Détourner Amazon pour aider les plus vulnérables

Salué par la presse, le dispositif inédit et très créatif mis en place par BETC pour l’association l’Auberge des Migrants a consisté à se servir de l’espace de commentaires des fiches produits diffusées par le géant de l’e-commerce pour sensibiliser les Français aux terribles conditions de vie des personnes exilées à Calais.

Le contexte

Apporter une aide alimentaire et matérielle et défendre les droits des personnes en situation d’exil dans la région de Calais sont les missions de l’Auberge des Migrants, devenues encore plus compliquées avec la crise sanitaire. Sans-abris depuis le démantèlement de la jungle en 2016, coincées à la frontière avec le Royaume-Uni, ces populations sont tombées dans l’oubli, et les dons se sont raréfiés. L’hiver arrivant, les besoins devenaient urgents.

Le dispositif

Pour sensibiliser les Français à l’importance de leur soutien à la survie de ces exilés, ces vies invisibles et cachées qui errent pourtant toujours sur place, à Calais, BETC a conçu et mis en place pour l’Auberge des Migrants un dispositif très rusé et fort symboliquement. Il a consisté à détourner la fonctionnalité « commentaire » de différentes pages produits chez Amazon afin d’y exposer les récits de ces personnes et d’inciter au don. Quel meilleur endroit pour tenter d’attirer de nouveau les projecteurs des médias ? « Tout le monde parle d’Amazon, la plateforme n’a jamais eu autant de clients et en ces temps de pandémie c’est là où beaucoup de Français se retrouvent pour acheter toute sorte de produits, de la brosse à dents à la boîte de conserve », explique Matthieu Bouilhot, concepteur-rédacteur chez BETC, responsable de cette campagne. 

Matthieu Bouilhot
Concepteur-rédacteur chez BETC,
responsable de la campagne

Une dizaine d’exilés ayant vécu dans le camp de Calais – et s’en étant sortis depuis – ont accepté de prendre part à l’opération pour expliquer pourquoi chaque produit – des sous-vêtements, une bâche, un paquet de café ou une paire de chaussettes – leur était essentiel. Consultant une fiche produit pour une brosse à dents verte, l’e-consommateur a ainsi appris que Riaz A. laissait la sienne accrochée à un arbre pour ne pas la perdre, tout le monde n’en ayant pas une sur place : « La mienne était vert fluo, utile pour la retrouver quand on l’égare parmi les feuilles mortes ou la boue. Je recommande », indique-t-il sur son commentaire. 

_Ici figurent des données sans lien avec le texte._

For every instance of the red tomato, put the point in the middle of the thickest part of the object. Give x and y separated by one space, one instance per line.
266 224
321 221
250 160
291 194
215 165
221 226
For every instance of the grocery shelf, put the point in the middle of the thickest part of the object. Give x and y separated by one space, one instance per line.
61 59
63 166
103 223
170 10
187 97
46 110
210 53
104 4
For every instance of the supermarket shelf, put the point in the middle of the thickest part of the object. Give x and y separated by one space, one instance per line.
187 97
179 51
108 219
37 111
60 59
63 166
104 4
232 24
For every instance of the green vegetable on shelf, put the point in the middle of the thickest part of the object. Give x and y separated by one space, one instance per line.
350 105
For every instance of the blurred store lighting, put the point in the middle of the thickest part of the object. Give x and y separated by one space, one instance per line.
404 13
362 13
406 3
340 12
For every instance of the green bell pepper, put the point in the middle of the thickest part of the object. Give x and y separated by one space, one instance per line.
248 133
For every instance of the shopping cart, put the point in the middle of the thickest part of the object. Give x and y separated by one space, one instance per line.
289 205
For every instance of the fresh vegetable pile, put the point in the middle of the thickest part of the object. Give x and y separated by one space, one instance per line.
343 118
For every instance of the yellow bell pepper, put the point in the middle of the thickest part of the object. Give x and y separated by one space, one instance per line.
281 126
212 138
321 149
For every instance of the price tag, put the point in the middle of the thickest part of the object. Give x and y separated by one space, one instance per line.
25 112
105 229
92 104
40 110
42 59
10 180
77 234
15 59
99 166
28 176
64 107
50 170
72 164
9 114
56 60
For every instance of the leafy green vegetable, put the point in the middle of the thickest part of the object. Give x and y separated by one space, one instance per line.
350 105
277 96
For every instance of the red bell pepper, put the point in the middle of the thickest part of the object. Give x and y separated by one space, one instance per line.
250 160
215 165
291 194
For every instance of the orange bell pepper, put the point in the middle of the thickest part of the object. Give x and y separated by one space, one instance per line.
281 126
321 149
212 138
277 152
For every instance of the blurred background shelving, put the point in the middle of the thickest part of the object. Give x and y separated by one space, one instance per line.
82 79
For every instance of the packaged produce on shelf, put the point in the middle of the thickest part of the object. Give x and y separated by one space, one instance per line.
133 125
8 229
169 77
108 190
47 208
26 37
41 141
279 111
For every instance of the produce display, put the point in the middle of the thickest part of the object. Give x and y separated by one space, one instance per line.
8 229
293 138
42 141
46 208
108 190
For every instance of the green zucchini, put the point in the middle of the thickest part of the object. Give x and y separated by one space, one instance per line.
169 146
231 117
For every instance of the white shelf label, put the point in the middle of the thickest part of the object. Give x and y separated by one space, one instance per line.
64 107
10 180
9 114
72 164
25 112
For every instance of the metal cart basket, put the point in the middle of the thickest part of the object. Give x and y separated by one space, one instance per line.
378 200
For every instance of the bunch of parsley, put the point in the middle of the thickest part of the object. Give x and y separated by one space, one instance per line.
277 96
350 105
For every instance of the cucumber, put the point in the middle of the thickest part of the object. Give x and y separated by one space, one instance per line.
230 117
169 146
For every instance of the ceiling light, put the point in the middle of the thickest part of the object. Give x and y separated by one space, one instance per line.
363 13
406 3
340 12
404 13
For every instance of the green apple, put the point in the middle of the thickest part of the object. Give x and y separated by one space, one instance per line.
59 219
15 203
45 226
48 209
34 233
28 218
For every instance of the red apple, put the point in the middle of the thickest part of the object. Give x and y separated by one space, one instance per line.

Grâce à ces commentaires, placés en première position dans les fiches produits, la campagne a ainsi réussi à faire émerger une nouvelle facette, jusque-là sans doute inconnue pour une majorité des Français, de plusieurs dizaines de produits de leur quotidien. De plus, en cliquant sur le profil des auteurs de chaque commentaire, on pouvait découvrir leur récit de vie, les autres objets commentés et un lien vers une « liste d’envies », qui n’est autre qu’une sélection de produits essentiels à la survie des exilés gérés par l’Auberge des Migrants. « Ce travail nous a également permis de nous rendre compte que notre a priori au sujet de ces populations est erroné. Parmi les dix exilés qui ont accepté de participer à cette opération, je peux vous citer un vétérinaire, un pilote d’avion, un infirmier et même un tailleur, tous aillant vécu la réalité du camp », explique Matthieu Bouilhot.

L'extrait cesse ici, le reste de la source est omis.